South Africa Pushed to the Limit: The Political Economy of Change by Hein Marais. London: Zed Books, 2011. 566pp., £24.99, ISBN 9781848138599
Article first published online: 10 JAN 2013
© 2013 The Authors. Political Studies Review © 2013 Political Studies Association
Political Studies Review
Volume 11, Issue 1, pages 145–146, January 2013
How to Cite
Graham, M. (2013), South Africa Pushed to the Limit: The Political Economy of Change by Hein Marais. London: Zed Books, 2011. 566pp., £24.99, ISBN 9781848138599. Political Studies Review, 11: 145–146. doi: 10.1111/1478-9302.12000_116
- Issue published online: 10 JAN 2013
- Article first published online: 10 JAN 2013
In South Africa Pushed to the Limit, Hein Marais offers a hard-hitting and powerful polemic of post-apartheid South Africa under the stewardship of the African National Congress (ANC) since 1994. Marais assesses South Africa's progress beyond apartheid; in doing so, he investigates why certain decisions were made by the political elite and the impact these policies had upon the country and its people, while explaining why some initiatives failed to match their intended outcomes. This devastating critique of the ANC in power is a compelling read.
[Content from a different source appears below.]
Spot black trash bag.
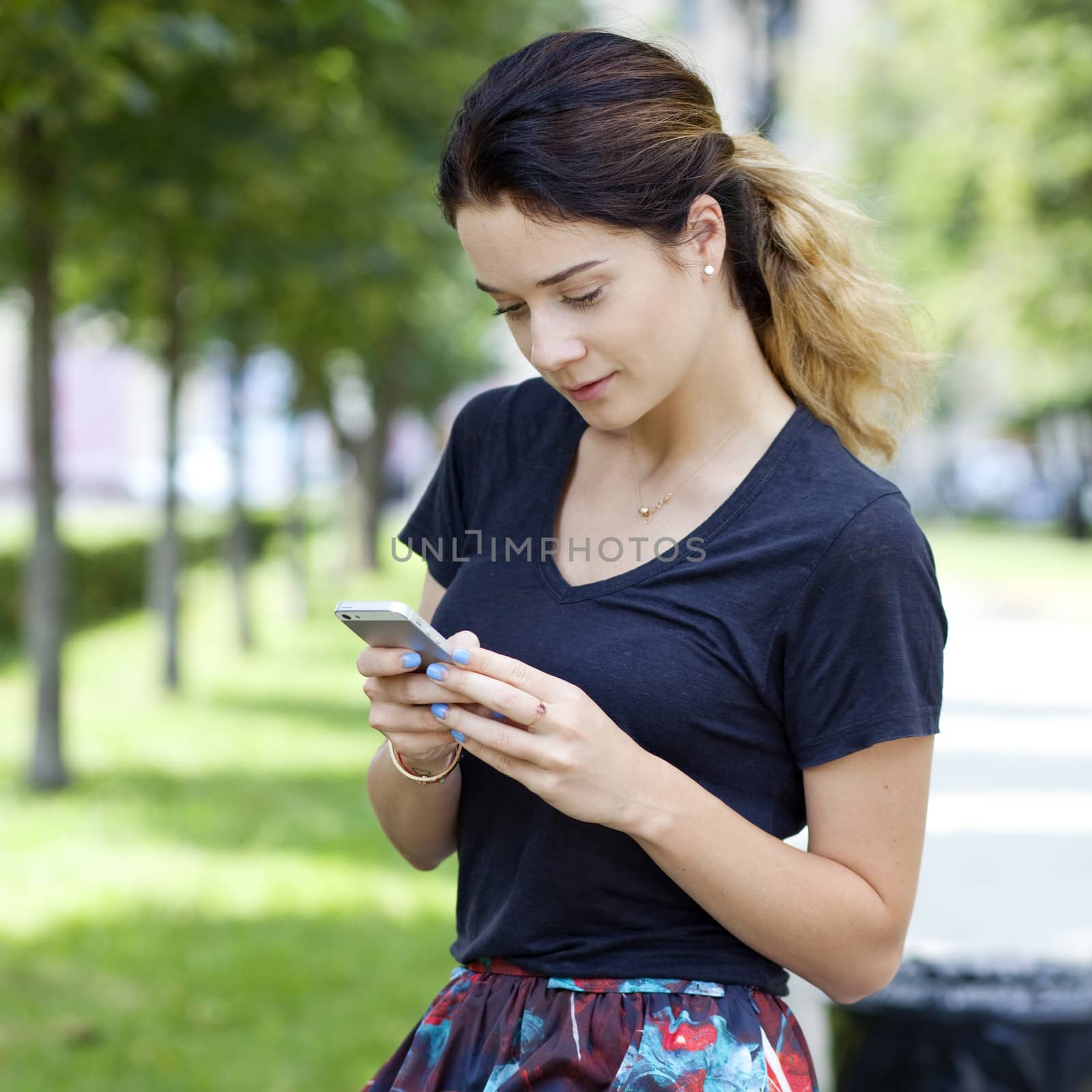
[824,959,1092,1092]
Set out thematically, the book explores a number of pertinent issues that have affected governance and society in modern South Africa. Some of the themes include the legacies of apartheid and the exile experiences of the ANC; the negotiations and pressures of South Africa's transition; the neo-liberal economic model implemented by the ANC; the mismanagement of health (in particular HIV/AIDS) and education; the failure of the ‘left’; and the very public battle for power between Thabo Mbeki and Jacob Zuma. These topics are developed and analysed in turn, with Marais skillfully demonstrating how a myriad of intertwined and often complex factors and pressures shaped the political economy of a democratic South Africa.
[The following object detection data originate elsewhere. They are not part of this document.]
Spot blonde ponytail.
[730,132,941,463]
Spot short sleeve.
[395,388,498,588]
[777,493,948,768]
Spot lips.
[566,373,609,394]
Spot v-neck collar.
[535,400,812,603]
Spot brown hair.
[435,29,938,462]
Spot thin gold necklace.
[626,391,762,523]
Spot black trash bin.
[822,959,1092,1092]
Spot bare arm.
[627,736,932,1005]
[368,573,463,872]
The core argument of the book rests upon the pervasive onslaught of neo-liberal ideology, illustrating how and why the ANC leadership succumbed to the incessant international and business pressure to adopt such principles. Marais adeptly argues that the interplay between neo-liberal forces and the ANC's own choices has fuelled the rampant inequality in South Africa and resulted in poor economic growth and the decline of its population's welfare. The book does offer examples of policy successes by the ANC and a few solutions to South Africa's current ills, yet these are few and far between. The overwhelming message is that unless the government takes far-reaching action, if business power is not curbed, or if the organised ‘left’ fails to regroup and challenge the ANC, there is little hope for drastic changes in South Africa. Although some might not agree with the forcefulness of Marais’ denouncement of neo-liberalism, his argument is nonetheless convincing.
Marais’ penetrating analysis of post-apartheid South Africa is excellent and leaves the reader in little doubt of what he believes are the causes of its current problems. For anyone wanting to gain a deeper understanding of South Africa in the democratic era, this book is a must read.